Some senses yes, some no. I can smell salt in food, very subtle differences in coffee, and such things. But I need to be close to the source. I also do not have mainstream reactions to many scents. A smell is a smell is a smell. Hearing can be poor, for physical reasons, day sight is poor and getting worse, nightsight excellent. taste is high, but the scent thing applies. I can eat poor food, I just don't like it as much. Too many additives/processing make me sick, but I can eat it. Touch is very good, and I use it a lot.
Weres are more sensitive to motion and have problems with stationary objects.
more sensitive, yes, but no prob with stationary.
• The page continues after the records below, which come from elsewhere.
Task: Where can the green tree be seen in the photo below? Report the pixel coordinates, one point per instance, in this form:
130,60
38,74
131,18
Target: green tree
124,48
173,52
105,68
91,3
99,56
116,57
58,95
But then, I'm not a classical 'predator' theriotype.
Many Weres have problems with facial agnosia (difficulty seeing faces as a whole and, therefore, with recognizing people by appearance. With me, that also applies to cars.)
Faces no prob, cars, I'm hopeless. It's probably a cultural thing.
Weres tend to rely more on touch and smell than Mainstreamers.
yes.
Weres with hearing problems usually have problems hearing spoken information in noisy environments.
yes.
A lot of Weres have color vision problems. Often, shifting will cause a lack of color vision or will change their color vision in some way (seeing red or seeing in sepia tones).
no problem.
A lot of Weres report experiencing synesthesia.
None.
Filtering of auditory information is difficult so that noise doesn't get filtered out and is very distracting. Weres don't seem to filter any of their senses nearly as much as Mainstreamers. That may be the root cause of the difficulty with conversation in noisy environments.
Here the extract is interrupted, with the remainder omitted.